Ainsi que je crois vous l’avoir marqué, j’avais déjà des soupçons sur ce qui devait faire le sujet de cette confidence; et craignant que cette conversation, que je prévoyais devoir être longue et triste, ne nuisît peut-être à l’état de notre malheureuse amie, je m’y refusai d’abord, sous prétexte qu’elle avait besoin de repos, mais elle insista et je me rendis à ses instances. Dès que nous fûmes seules, elle m’apprit tout ce que déjà vous avez su d’elle et que par cette raison je ne vous répéterai point.

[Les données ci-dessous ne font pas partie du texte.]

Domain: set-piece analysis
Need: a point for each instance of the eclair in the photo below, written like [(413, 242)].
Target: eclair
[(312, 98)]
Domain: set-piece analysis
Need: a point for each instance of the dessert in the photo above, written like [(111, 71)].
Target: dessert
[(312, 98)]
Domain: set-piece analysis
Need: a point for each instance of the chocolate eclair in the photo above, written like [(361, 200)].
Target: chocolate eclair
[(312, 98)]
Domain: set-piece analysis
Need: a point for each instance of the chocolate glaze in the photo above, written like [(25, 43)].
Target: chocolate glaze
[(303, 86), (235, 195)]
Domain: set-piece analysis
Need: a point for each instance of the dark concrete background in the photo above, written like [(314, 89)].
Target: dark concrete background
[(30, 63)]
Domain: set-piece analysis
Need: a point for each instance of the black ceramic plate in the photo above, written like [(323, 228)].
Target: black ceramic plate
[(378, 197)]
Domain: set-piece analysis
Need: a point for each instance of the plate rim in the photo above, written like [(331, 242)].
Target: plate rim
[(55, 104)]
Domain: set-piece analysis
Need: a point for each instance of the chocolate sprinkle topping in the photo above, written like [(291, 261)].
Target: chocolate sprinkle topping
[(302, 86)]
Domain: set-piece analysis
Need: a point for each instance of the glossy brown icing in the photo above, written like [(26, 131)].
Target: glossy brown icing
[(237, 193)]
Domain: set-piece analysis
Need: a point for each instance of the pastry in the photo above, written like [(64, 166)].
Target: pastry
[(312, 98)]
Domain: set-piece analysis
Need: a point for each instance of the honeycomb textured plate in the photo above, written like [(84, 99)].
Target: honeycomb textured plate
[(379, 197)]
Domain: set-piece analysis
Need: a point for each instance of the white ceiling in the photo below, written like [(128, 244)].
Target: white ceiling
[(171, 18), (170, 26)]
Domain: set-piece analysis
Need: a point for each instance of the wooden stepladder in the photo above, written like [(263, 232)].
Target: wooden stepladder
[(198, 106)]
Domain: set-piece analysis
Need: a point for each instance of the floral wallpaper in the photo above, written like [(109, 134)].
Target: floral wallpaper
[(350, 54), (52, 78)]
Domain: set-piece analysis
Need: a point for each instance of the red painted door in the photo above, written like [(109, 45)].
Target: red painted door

Enfin, en me parlant de la façon cruelle dont elle avait été sacrifiée, elle ajouta: «Je me croyais bien sûre d’en mourir et j’en avais le courage; mais de survivre à mon malheur et à ma honte, c’est ce qui m’est impossible.» Je tentai de combattre ce découragement, ou plutôt ce désespoir, avec les armes de la religion jusqu’alors si puissantes sur elle, mais je sentis bientôt que je n’avais pas assez de force pour ces fonctions augustes et je m’en tins à lui proposer d’appeler le Père Anselme, que je sais avoir toute sa confiance. Elle y consentit et parut même le désirer beaucoup. On l’envoya chercher en effet, et il vint sur-le-champ. Il resta fort longtemps avec la malade et dit en sortant que si les médecins en jugeaient comme lui, il croyait qu’on pouvait différer la cérémonie des sacrements, qu’il reviendrait le lendemain.

Il était environ trois heures après midi, et jusqu’à cinq, notre amie fut assez tranquille, en sorte que nous avions tous repris de l’espoir. Par malheur, on apporta alors une lettre pour elle. Quand on voulut la lui remettre, elle répondit d’abord n’en vouloir recevoir aucune et personne n’insista. Mais de ce moment, elle parut plus agitée. Bientôt après, elle demanda d’où venait cette lettre; elle n’était pas timbrée; qui l’avait apportée? on l’ignorait; de quelle part on l’avait remise? on ne l’avait pas dit aux tourières. Ensuite elle garda quelque temps le silence; après quoi elle recommença à parler, mais ses propos sans suite nous apprirent seulement que le délire était revenu.

Cependant il y eut un intervalle tranquille, jusqu’à ce qu’enfin elle demanda qu’on lui remît la lettre qu’on avait apportée pour elle. Dès qu’elle eut jeté les yeux dessus, elle s’écria: «De lui! grand Dieu!» et puis d’une voix forte, mais oppressée: «Reprenez-la, reprenez-la». Elle fit sur-le-champ fermer les rideaux de son lit et défendit que personne approchât; mais presque aussitôt nous fûmes bien obligées de revenir auprès d’elle. Le transport avait repris plus violent que jamais, et il s’y était joint des convulsions vraiment effrayantes. Ces accidents n’ont plus cessé de la soirée, et le bulletin de ce matin m’apprend que la nuit n’a pas été moins orageuse. Enfin, son état est tel, que je m’étonne qu’elle n’y ait pas déjà succombé, et je ne vous cache pas qu’il ne me reste que bien peu d’espoir.

Je suppose que cette malheureuse lettre est de M. de Valmont; mais que peut-il encore oser lui dire? Pardon, ma chère amie, je m’interdis toute réflexion; mais il est bien cruel de voir périr si malheureusement une femme jusqu’alors si heureuse et si digne de l’être.

Paris, ce 2 décembre 17**.


LETTRE CL

Le Chevalier DANCENY à la Marquise de MERTEUIL.

En attendant le bonheur de te voir, je me livre, ma tendre amie, au plaisir de t’écrire, et c’est en m’occupant de toi que je charme le regret d’en être éloigné. Te tracer mes sentiments, me rappeler les tiens est pour mon cœur une vraie jouissance, et c’est par elle que le temps même des privations m’offre encore mille biens précieux à mon amour. Cependant, s’il faut t’en croire, je n’obtiendrai point de réponse de toi: cette lettre même sera la dernière et nous nous priverons d’un commerce qui, selon toi, est dangereux et dont nous n’avons pas besoin. Sûrement je t’en croirai si tu persistes, car que peux-tu vouloir, que par cette raison même je ne le veuille aussi? Mais avant de te décider entièrement, ne permettras-tu pas que nous en causions ensemble?